Gene Expression in Multicellular Organisms

• During embryonic development, a fertilized egg gives rise to different cell types.
• Cell types are organized into tissues, organs, organ systems, and the whole organism.
• Gene expression orchestrates developmental programs.

Cell Differentiation

• Cell differentiation is the process by which cells become specialized in structure and function.
• Morphogenesis involves the physical processes that give an organism its shape.
• Differential gene expression results from genes being regulated differently in each cell type.
• Materials in the egg (cytoplasmic determinants) set up gene regulation that is carried out as cells divide.

Cytoplasmic Determinants

• An egg’s cytoplasm contains RNA, proteins, and other substances distributed unevenly in the unfertilized egg.
• Cytoplasmic determinants are maternal substances that influence early development.
• As the zygote divides, cells contain different cytoplasmic determinants, leading to different gene expression.

Sequential Gene Expression Regulation

• Cell differentiation is marked by tissue-specific protein production.
• Cells are committed to specific cell types at the molecular level before differentiation is obvious.
• Determination is when a cell is irreversibly committed to its final fate.
• Determination precedes differentiation.

MyoD as a Master Regulatory Gene

• Determination is mediated by master genes.
• MyoD is a master regulatory gene that encodes a transcription factor committing cells to becoming skeletal muscle.
• Myoblasts are cells determined to produce muscle cells and begin producing muscle-specific proteins.
• MyoD can turn differentiated cells (fat and liver cells) into muscle cells.

Cancer Genes

• Cancer is caused by mutations in genes that regulate cell growth and division.
• Mutations can be spontaneous or caused by environmental factors (chemicals, radiation, viruses).

Oncogenes and Proto-oncogenes

• Oncogenes are cancer-causing genes in viruses.
• Proto-oncogenes are normal cellular genes responsible for cell growth and division.
• Conversion of a proto-oncogene to an oncogene leads to abnormal cell cycle stimulation.

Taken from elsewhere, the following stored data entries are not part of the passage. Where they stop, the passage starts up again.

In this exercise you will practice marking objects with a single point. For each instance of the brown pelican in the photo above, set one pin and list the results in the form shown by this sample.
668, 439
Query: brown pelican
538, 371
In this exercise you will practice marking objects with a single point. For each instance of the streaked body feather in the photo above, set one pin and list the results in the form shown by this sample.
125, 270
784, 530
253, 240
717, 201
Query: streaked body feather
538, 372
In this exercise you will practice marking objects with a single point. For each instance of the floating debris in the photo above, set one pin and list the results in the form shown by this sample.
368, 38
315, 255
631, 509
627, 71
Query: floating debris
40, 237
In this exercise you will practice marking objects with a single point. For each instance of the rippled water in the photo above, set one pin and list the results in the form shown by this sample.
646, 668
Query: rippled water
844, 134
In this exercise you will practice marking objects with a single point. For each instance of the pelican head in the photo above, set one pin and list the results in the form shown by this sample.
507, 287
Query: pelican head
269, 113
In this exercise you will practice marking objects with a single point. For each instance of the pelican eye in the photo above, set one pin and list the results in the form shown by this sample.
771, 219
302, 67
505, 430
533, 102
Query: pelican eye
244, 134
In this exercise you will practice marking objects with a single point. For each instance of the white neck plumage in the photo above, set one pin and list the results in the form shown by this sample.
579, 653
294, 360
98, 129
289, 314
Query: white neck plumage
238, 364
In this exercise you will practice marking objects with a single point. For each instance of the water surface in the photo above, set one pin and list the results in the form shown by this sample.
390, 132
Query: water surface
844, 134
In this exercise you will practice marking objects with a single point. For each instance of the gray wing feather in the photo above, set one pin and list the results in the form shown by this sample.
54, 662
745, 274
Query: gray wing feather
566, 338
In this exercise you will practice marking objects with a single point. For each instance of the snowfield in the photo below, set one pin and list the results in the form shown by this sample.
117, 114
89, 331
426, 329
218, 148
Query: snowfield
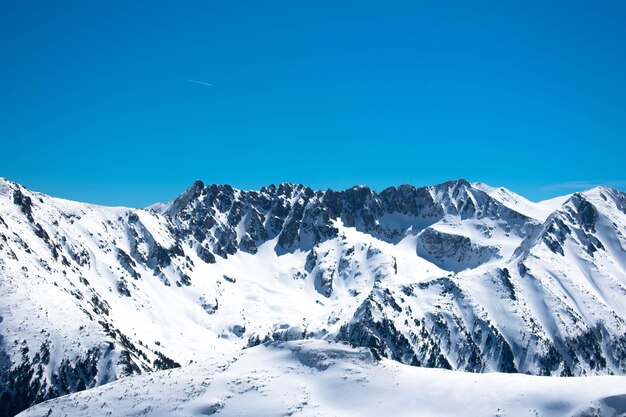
316, 378
458, 276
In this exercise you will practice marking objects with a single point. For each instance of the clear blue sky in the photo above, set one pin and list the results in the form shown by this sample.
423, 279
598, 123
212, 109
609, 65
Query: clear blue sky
96, 102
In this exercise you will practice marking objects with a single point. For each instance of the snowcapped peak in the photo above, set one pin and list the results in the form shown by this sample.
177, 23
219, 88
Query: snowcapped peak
538, 211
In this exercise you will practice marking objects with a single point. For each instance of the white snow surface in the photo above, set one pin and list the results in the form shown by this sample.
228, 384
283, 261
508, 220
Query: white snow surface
537, 288
536, 210
316, 378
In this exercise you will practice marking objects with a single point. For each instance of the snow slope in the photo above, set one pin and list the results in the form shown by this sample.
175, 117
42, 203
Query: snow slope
442, 276
539, 211
314, 378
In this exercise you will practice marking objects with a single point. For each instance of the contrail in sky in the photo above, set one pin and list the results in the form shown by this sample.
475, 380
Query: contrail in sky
199, 82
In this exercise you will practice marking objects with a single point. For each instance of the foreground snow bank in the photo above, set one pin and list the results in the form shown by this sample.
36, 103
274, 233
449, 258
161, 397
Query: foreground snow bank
316, 378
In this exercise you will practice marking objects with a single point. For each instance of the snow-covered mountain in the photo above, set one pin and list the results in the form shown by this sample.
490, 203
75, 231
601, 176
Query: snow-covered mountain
315, 378
456, 276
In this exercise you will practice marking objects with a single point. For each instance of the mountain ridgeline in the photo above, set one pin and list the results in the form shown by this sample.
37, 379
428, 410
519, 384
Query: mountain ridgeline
459, 276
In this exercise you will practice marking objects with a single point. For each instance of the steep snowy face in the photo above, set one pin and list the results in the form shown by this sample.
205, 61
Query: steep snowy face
312, 378
538, 211
556, 307
220, 220
442, 276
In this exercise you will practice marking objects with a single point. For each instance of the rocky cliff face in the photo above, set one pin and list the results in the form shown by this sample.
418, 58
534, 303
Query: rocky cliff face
443, 276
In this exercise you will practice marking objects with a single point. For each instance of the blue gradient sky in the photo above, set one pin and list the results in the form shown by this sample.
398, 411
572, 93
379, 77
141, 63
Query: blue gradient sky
96, 102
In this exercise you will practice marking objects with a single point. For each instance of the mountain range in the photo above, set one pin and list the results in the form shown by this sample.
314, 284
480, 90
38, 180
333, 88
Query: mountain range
459, 276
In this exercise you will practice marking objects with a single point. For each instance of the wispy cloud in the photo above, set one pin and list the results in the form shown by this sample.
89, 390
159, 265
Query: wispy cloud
198, 82
581, 185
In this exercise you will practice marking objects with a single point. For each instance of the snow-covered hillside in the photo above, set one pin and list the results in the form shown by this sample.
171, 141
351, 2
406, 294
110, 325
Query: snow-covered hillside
315, 378
448, 276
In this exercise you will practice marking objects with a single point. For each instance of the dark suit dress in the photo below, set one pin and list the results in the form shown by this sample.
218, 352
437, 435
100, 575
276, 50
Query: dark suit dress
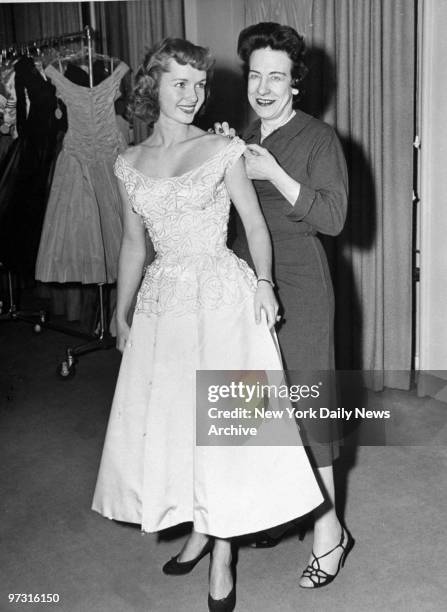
310, 152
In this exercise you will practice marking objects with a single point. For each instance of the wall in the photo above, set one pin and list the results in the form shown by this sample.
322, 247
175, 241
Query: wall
216, 24
432, 319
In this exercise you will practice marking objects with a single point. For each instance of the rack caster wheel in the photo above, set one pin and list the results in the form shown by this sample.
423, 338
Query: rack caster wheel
65, 370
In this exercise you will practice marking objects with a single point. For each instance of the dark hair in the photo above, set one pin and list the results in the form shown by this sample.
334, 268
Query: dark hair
144, 101
269, 34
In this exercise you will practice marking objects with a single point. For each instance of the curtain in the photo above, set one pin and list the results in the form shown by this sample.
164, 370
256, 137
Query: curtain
361, 81
289, 12
149, 21
23, 22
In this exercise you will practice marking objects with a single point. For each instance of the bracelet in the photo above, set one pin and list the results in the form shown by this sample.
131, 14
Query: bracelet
267, 280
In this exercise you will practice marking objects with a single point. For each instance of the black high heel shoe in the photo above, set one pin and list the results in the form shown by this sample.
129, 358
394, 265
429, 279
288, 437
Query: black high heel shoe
319, 577
227, 603
180, 568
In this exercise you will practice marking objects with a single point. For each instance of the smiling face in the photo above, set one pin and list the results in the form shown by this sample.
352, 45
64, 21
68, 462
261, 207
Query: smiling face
181, 92
270, 90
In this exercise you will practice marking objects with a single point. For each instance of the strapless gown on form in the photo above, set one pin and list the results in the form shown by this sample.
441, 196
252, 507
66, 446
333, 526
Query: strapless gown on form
82, 228
194, 311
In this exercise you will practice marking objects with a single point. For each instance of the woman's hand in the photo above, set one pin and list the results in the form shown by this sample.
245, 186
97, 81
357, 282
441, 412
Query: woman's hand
265, 300
223, 129
122, 335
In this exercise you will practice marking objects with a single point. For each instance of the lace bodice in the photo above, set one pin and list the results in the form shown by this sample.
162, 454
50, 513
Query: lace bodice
186, 217
93, 133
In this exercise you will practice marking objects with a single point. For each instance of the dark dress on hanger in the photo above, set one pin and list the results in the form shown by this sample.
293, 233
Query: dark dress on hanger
25, 183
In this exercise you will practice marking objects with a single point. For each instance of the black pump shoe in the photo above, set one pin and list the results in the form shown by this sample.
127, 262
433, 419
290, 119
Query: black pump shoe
179, 568
227, 604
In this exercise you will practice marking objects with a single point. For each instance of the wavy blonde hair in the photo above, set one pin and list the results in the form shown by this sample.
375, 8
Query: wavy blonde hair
144, 102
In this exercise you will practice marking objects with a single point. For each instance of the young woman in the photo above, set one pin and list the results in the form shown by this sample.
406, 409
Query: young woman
299, 174
199, 307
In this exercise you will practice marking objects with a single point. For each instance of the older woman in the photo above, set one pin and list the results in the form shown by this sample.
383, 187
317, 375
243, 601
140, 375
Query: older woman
299, 173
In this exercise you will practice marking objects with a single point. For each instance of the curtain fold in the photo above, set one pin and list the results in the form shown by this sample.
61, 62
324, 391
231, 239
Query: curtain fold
361, 81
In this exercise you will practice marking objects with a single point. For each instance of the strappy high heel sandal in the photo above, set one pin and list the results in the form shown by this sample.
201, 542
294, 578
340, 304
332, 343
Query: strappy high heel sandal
318, 576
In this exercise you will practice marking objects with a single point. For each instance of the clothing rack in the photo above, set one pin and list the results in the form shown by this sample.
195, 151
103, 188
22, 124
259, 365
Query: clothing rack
43, 43
100, 339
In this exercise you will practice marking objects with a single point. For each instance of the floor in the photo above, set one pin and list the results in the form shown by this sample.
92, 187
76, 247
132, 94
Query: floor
51, 542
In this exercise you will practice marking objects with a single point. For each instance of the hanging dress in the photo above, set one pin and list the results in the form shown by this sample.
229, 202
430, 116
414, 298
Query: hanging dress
83, 224
27, 168
194, 312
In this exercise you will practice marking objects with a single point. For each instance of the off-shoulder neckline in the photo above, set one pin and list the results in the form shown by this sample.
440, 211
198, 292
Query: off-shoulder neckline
97, 86
179, 176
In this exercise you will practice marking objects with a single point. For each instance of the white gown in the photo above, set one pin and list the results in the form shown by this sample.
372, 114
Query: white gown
194, 312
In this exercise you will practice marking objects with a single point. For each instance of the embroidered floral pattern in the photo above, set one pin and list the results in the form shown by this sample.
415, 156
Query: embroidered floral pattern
186, 218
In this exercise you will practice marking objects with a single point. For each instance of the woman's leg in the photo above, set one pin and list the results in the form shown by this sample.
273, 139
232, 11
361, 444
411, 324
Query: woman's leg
327, 528
193, 546
221, 577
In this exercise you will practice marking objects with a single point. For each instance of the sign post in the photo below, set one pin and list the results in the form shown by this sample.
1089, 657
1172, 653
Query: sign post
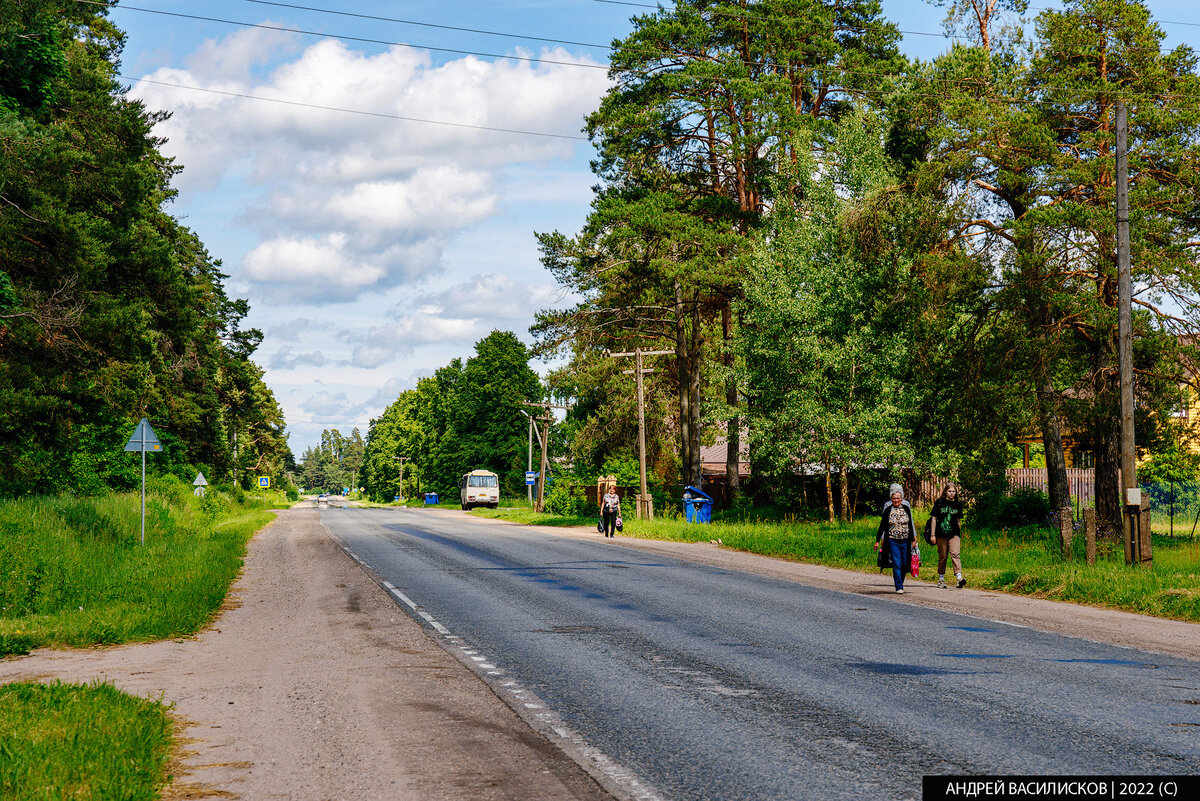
144, 439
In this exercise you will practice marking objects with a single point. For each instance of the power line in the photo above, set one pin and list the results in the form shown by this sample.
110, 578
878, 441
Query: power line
352, 38
420, 24
351, 110
713, 79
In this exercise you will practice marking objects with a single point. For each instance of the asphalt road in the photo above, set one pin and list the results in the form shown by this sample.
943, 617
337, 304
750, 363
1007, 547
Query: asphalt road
670, 679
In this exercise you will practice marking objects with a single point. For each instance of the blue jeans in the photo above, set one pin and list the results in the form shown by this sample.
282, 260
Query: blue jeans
898, 561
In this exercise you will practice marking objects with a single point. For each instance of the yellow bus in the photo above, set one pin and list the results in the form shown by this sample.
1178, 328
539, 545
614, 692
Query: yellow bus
479, 488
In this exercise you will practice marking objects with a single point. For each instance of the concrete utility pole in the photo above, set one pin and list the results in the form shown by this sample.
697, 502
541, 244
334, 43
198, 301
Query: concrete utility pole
546, 419
529, 461
645, 503
1137, 542
401, 459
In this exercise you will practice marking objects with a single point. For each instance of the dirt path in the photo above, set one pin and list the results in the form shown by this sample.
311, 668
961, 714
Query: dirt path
315, 686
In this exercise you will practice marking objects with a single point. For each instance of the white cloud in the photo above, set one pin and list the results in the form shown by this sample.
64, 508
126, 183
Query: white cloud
328, 405
285, 359
389, 342
495, 296
312, 270
292, 330
369, 200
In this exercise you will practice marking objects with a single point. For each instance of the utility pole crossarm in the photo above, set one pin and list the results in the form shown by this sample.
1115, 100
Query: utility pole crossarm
546, 419
645, 505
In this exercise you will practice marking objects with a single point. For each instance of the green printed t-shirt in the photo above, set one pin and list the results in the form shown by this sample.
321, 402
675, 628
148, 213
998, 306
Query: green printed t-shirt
948, 515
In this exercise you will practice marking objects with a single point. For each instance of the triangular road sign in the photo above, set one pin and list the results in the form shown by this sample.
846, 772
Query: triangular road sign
143, 439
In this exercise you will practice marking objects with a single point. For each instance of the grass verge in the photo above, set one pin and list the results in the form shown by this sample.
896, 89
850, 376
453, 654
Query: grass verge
76, 573
81, 741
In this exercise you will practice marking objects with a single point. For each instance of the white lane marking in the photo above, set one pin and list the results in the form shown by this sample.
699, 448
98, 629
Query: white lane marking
405, 598
591, 758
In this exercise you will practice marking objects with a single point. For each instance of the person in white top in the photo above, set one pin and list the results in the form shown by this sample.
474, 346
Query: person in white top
610, 510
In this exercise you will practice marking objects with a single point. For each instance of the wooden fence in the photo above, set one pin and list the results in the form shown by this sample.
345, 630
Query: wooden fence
1081, 482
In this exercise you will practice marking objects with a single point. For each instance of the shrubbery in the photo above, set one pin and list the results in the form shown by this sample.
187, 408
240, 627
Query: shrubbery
1011, 510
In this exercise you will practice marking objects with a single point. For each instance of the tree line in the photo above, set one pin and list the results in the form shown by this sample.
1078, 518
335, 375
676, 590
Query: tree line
467, 416
109, 308
865, 260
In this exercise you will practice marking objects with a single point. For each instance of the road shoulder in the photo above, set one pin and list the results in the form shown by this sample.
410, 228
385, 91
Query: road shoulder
312, 684
1101, 625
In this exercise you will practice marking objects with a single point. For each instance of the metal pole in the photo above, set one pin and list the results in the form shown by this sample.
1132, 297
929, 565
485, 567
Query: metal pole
143, 489
1125, 335
641, 438
541, 474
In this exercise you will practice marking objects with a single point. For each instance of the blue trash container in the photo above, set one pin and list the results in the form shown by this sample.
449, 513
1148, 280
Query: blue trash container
697, 506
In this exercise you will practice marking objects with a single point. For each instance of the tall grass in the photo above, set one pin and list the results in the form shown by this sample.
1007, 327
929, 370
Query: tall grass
71, 741
73, 572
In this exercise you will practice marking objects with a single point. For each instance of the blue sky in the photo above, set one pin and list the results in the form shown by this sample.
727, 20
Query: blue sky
372, 248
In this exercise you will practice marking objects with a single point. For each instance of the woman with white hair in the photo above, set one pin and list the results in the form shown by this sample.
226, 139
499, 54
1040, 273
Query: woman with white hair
897, 534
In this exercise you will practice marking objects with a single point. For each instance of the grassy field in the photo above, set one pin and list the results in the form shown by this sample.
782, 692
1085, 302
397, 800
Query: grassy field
73, 572
1025, 561
71, 741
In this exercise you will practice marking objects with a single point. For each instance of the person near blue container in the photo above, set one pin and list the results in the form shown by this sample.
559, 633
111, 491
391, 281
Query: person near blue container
610, 511
897, 534
697, 506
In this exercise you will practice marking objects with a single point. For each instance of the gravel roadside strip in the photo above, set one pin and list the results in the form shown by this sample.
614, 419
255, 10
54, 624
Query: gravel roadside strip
312, 685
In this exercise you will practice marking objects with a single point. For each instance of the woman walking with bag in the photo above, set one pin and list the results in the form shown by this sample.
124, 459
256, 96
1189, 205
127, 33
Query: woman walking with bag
947, 513
897, 533
610, 510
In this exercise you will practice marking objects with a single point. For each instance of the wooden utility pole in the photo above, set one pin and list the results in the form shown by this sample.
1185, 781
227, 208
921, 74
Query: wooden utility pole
645, 503
546, 419
401, 459
1137, 546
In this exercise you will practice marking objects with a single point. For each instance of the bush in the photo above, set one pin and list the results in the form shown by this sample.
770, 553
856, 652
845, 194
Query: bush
1011, 510
567, 499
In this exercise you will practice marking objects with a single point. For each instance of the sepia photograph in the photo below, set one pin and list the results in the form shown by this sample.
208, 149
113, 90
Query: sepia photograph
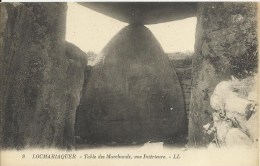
121, 83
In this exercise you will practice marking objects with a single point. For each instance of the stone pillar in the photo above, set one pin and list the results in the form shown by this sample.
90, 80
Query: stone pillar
3, 16
34, 73
226, 44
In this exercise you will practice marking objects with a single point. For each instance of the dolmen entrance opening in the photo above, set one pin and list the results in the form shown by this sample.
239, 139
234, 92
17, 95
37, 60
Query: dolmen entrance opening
132, 94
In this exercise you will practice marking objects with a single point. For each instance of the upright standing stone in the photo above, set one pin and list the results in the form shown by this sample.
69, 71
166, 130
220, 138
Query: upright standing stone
132, 93
77, 63
34, 74
226, 44
3, 16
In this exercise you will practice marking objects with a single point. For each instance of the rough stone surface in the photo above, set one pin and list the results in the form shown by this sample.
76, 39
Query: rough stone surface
226, 44
183, 67
3, 16
77, 63
145, 13
132, 93
34, 75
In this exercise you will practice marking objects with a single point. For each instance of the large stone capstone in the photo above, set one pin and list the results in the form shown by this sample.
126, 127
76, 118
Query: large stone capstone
144, 13
132, 94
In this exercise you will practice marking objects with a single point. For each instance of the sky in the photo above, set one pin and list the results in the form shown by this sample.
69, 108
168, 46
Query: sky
91, 31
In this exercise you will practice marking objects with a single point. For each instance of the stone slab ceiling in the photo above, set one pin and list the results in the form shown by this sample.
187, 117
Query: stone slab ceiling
144, 13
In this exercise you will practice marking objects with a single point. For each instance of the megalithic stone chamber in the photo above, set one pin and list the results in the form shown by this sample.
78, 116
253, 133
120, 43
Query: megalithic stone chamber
132, 93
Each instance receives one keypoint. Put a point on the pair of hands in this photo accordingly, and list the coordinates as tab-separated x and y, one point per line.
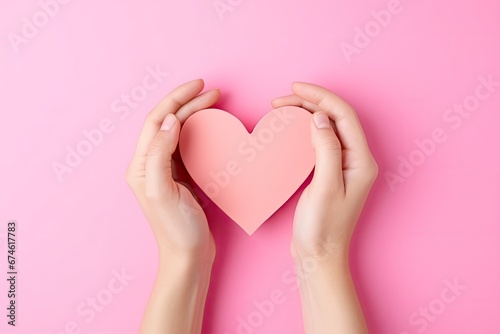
328	208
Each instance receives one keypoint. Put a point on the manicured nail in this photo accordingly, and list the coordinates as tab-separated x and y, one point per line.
168	122
321	120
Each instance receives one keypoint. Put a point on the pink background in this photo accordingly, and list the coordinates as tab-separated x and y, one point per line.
441	223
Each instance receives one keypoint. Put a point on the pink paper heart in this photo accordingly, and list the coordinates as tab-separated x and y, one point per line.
248	175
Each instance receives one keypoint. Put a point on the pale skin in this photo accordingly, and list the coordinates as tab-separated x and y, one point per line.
324	220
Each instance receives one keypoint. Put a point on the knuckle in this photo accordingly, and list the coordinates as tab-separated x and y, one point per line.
330	143
371	171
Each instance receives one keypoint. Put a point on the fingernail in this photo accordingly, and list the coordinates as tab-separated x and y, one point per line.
168	122
321	120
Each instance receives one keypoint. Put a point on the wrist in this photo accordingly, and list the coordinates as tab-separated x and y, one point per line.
320	255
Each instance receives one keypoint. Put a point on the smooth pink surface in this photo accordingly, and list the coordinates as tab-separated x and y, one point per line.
440	223
248	175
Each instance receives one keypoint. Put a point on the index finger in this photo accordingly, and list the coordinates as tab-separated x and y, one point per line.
344	116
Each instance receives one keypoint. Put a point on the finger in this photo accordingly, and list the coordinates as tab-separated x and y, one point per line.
328	180
169	105
202	101
159	183
294	100
344	116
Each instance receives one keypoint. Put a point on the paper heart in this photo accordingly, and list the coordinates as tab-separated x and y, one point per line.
248	175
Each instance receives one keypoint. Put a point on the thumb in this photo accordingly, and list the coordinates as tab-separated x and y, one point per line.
328	178
159	183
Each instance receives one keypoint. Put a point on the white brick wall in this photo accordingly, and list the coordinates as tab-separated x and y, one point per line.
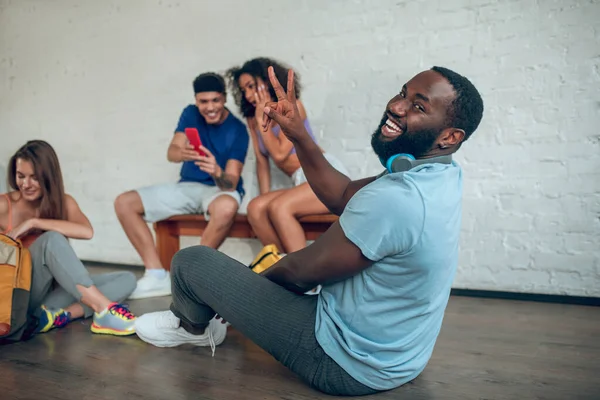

Proto-oncogene Conversion to Oncogenes

• Proto-oncogenes can be converted via:
  • DNA movement within the genome (ends up near an active promoter, increasing transcription).
  • Amplification of the proto-oncogene (increases gene copies).
  • Point mutations in the proto-oncogene or its control elements (increase gene expression).

Tumor-Suppressor Genes

• Tumor-suppressor genes normally prevent uncontrolled cell growth.
• Mutations that decrease tumor-suppressor protein products may contribute to cancer onset.
• Tumor-suppressor proteins:
  • Repair damaged DNA.
  • Control cell adhesion.
  • Act in cell-signaling pathways that inhibit the cell cycle.

Cell-Signaling Pathways

• Mutations in the ras proto-oncogene and p53 tumor-suppressor gene are common in human cancers.
• Mutations in the ras gene lead to hyperactive Ras protein production and increased cell division.

p53 Tumor-Suppressor Gene

• Suppression of the cell cycle is vital when DNA is damaged; p53 prevents cells from passing on mutations.
• Mutations in the p53 gene prevent cell cycle suppression.

Multistep Cancer Development Model

• Multiple mutations are needed for cancer; incidence increases with age.
• At the DNA level, cancer cells usually have at least one active oncogene and several mutated tumor-suppressor genes.
• Tumor suppressor genes are normally recessive, requiring knockout of both alleles.
• Oncogenes are normally dominant.

Inherited Predisposition and Environmental Factors

• Individuals can inherit oncogenes or mutant alleles of tumor-suppressor genes (e.g., 15% of colorectal cancers involve inherited mutations).
• Mutations in BRCA1 or BRCA2 are found in at least half of inherited breast cancers, detectable via DNA sequencing.

Viruses in Cancer

• Tumor viruses can cause cancer by interfering with gene regulation if they integrate into a cell’s DNA.
• They can insert an oncogene, disrupt transcription of tumor-suppressing genes, or suppress P53 and other tumor-suppressing proteins.
• Viruses are responsible for approximately 15% of all cancers worldwide.